What is pdBIL-MCMC, you ask? From Drovandi et al. (2014) it’s ‘parametric data Bayesian indirect likelihood Markov Chain Monte Carlo’; and the unwitting use of it was in a paper on the Milky Way’s Initial Mass Function (IMF) appearing in yesterday’s astro ph by Rybizki & Just (2015). By the way, although the term ‘unwitting’ might sound pejorative because it contains ‘un-wit’, I really mean it to be read here as a near synonym for ‘unintentional’.

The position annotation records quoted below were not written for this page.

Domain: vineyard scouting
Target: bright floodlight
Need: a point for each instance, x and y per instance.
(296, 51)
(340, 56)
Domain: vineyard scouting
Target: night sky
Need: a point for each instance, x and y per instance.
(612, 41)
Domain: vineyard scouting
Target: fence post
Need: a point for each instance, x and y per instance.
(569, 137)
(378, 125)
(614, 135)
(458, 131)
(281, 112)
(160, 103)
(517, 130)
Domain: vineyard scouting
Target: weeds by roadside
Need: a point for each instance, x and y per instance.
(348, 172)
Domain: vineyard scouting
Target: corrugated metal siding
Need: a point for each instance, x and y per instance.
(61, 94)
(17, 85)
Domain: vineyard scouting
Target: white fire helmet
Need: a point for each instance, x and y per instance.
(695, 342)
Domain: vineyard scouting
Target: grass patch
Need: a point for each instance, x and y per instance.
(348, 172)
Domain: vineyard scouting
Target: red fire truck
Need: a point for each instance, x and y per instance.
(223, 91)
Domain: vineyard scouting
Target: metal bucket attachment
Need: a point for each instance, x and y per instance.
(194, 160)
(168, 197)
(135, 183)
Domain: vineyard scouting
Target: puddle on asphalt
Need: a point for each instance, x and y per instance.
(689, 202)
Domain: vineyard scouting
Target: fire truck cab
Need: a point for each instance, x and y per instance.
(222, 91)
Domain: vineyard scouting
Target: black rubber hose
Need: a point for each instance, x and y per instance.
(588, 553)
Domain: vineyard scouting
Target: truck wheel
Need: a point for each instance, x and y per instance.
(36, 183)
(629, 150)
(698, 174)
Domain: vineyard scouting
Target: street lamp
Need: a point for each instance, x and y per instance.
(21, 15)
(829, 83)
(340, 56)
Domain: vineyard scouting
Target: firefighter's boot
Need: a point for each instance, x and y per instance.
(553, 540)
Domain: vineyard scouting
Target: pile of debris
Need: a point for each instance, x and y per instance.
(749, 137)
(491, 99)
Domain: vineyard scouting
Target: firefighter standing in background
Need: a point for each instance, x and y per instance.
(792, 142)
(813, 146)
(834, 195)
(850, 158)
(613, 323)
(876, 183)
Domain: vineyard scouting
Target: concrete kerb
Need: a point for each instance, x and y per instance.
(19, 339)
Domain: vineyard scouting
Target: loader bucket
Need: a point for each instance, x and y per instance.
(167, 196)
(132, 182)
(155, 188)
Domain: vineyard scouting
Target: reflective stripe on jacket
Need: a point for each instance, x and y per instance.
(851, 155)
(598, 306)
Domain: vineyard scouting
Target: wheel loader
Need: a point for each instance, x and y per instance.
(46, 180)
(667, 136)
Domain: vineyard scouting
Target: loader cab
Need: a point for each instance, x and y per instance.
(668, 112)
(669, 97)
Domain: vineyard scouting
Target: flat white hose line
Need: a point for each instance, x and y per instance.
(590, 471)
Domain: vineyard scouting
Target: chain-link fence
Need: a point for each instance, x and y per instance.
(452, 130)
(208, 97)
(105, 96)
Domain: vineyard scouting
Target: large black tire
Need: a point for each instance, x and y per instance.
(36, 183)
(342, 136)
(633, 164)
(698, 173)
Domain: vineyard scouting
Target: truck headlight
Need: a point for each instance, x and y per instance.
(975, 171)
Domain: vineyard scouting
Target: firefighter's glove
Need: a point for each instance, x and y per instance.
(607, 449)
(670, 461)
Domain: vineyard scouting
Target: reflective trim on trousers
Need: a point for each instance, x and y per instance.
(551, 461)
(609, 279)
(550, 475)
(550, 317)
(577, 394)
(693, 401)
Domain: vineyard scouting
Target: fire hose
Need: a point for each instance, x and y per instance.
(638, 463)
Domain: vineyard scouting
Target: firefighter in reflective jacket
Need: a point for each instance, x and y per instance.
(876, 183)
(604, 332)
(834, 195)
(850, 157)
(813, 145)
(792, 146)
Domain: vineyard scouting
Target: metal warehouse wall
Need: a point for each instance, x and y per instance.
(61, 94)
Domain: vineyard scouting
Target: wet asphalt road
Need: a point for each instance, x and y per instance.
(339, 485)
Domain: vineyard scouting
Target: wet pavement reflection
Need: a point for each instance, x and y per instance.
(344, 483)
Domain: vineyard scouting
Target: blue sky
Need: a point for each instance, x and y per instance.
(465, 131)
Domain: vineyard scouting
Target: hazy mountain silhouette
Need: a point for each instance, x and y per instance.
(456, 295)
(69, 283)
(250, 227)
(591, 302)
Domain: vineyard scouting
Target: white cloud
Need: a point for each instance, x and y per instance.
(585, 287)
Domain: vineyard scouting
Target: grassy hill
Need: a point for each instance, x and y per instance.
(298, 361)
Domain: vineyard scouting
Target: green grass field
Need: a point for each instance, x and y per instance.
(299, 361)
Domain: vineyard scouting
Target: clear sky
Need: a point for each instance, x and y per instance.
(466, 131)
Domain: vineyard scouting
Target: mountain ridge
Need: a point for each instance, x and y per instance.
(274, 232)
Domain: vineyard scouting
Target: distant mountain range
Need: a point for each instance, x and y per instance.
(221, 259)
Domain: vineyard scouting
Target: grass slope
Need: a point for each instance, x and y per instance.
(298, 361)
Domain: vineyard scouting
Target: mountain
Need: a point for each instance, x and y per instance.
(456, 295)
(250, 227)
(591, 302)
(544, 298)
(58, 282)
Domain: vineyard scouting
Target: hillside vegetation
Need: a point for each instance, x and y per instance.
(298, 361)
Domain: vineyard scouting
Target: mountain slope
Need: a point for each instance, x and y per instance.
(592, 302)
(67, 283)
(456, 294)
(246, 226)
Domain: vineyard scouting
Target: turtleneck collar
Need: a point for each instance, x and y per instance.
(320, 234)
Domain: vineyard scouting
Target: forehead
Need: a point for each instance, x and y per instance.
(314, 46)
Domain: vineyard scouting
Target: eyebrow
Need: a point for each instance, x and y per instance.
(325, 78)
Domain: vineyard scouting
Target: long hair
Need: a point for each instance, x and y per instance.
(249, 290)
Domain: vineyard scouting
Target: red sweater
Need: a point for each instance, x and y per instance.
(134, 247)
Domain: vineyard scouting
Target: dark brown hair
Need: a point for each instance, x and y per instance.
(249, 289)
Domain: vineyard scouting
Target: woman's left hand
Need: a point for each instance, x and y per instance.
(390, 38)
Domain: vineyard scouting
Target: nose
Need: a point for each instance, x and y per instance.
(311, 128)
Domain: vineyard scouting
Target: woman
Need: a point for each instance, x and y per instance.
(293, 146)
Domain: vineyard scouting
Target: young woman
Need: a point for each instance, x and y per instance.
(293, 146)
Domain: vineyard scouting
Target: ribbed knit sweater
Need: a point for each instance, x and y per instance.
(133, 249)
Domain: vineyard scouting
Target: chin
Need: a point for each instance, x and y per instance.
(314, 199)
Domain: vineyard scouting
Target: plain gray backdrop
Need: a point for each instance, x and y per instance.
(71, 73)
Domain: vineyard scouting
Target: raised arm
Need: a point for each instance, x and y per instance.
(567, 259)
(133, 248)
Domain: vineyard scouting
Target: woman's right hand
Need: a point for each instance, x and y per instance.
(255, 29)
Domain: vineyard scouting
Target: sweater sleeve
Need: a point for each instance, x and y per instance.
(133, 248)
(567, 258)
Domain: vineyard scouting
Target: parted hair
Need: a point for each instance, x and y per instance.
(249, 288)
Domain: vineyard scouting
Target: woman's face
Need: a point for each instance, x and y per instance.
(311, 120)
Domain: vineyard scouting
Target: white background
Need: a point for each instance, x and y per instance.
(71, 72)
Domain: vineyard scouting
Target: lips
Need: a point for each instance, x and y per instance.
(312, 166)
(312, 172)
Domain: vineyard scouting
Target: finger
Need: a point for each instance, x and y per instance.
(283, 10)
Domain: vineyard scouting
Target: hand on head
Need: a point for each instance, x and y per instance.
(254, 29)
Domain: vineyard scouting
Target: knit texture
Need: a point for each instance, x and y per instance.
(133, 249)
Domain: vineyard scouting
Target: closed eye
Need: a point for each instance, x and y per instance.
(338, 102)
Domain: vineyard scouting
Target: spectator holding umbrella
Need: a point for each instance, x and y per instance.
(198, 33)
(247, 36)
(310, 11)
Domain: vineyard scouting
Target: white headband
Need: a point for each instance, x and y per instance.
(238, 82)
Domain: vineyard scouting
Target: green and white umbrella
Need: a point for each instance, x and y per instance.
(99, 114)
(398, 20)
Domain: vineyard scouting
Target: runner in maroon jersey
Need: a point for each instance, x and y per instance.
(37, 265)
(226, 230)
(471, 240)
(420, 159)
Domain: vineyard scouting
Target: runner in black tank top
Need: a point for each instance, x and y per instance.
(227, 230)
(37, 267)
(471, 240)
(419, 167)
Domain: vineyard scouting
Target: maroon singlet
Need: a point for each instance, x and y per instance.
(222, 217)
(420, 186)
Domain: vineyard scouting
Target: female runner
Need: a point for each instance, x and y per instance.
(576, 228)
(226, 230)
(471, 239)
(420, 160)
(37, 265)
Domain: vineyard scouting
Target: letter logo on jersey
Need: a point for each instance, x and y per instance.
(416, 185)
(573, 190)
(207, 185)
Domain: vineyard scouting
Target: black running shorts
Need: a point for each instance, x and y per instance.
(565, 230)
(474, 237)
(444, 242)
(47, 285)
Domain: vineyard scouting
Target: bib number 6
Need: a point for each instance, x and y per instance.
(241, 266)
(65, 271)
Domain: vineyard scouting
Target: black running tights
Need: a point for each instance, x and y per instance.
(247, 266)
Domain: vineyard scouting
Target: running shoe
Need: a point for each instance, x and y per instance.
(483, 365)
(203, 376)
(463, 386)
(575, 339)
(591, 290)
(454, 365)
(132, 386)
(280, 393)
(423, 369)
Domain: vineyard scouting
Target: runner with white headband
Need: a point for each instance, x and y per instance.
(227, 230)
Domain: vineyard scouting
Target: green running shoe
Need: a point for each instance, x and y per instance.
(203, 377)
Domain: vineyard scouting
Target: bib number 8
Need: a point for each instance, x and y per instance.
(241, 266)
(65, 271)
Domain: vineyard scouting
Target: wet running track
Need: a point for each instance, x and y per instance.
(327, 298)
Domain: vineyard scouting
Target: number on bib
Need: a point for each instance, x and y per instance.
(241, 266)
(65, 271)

The statistical problem here is that the authors have an observed colour-magnitude diagram with data coming from multiple surveys and they would like to use it to tune the parameters of a simulation code they’ve built to model the data-generating process. To compute a ‘likelihood’ for the observed data given a set of input model parameters the authors proceed as follows: first, they divide their CMD into 12 magnitude bins for dwarf stars and 7 magnitude bins for giant stars and tally the number of observed stars in each; second, they suppose that the observed count in each bin corresponds to a draw from a Poisson distribution with expectation to be set by the model; and third to estimate the model predicted expectation in each bin they run their model 400 times and average the ‘mock observed’ number of simulated stars. Incidentally the average of the mock data is also the maximum likelihood estimator for the underlying rate of the Poisson.
Readers familiar with ABC and the Pseudo-Marginal method will recognise the general form of this problem—i.e. that the likelihood cannot be directly computed given the model parameters, instead simulations are needed to generate mock data—yet the proposed approach is not exactly either—it’s not an ordinary ABC algorithm because there’s no thresholding (or fixed kernel weighting) of a discrepancy distance (although the binned counts might be seen as a summary statistic), and it’s not pseudo-marginal because its not taking the average likelihood over multiple realisations of the mock data (and in any case this would not be an unbiased estimator for the likelihood!). In fact, unlike ABC it is important in this set up to run more than one instance of the mock data simulation per MCMC step (i.e., to improve estimation of the underlying Poisson rate).
It turns out that the algorithm presented corresponds to the pdBIL-MCMC algorithm studied by Drovandi et al. (2014) if we allow the binning structure imposed with the Poisson assumption to represent an auxiliary model as per the indirect inference paradigm. Why is this worthwhile to recognise? Well, (i) once we know what method we’re dealing with we can compare ‘our’ approach to the results of other studies using the same method (e.g. why 400 realizations, not 200 or 10000? what is the role of estimation error in the auxiliary model parameter in bounding the physical model parameter estimation error?); and (ii) to recognise that this isn’t the only possible method to analyse the given dataset (e.g. how would ordinary ABC compare? would a well chosen summary statistic give greater inference power than that allowed by the auxiliary model with its ‘crude binning’ structure and uneven assignment of ‘likelihood’ importance between bins?).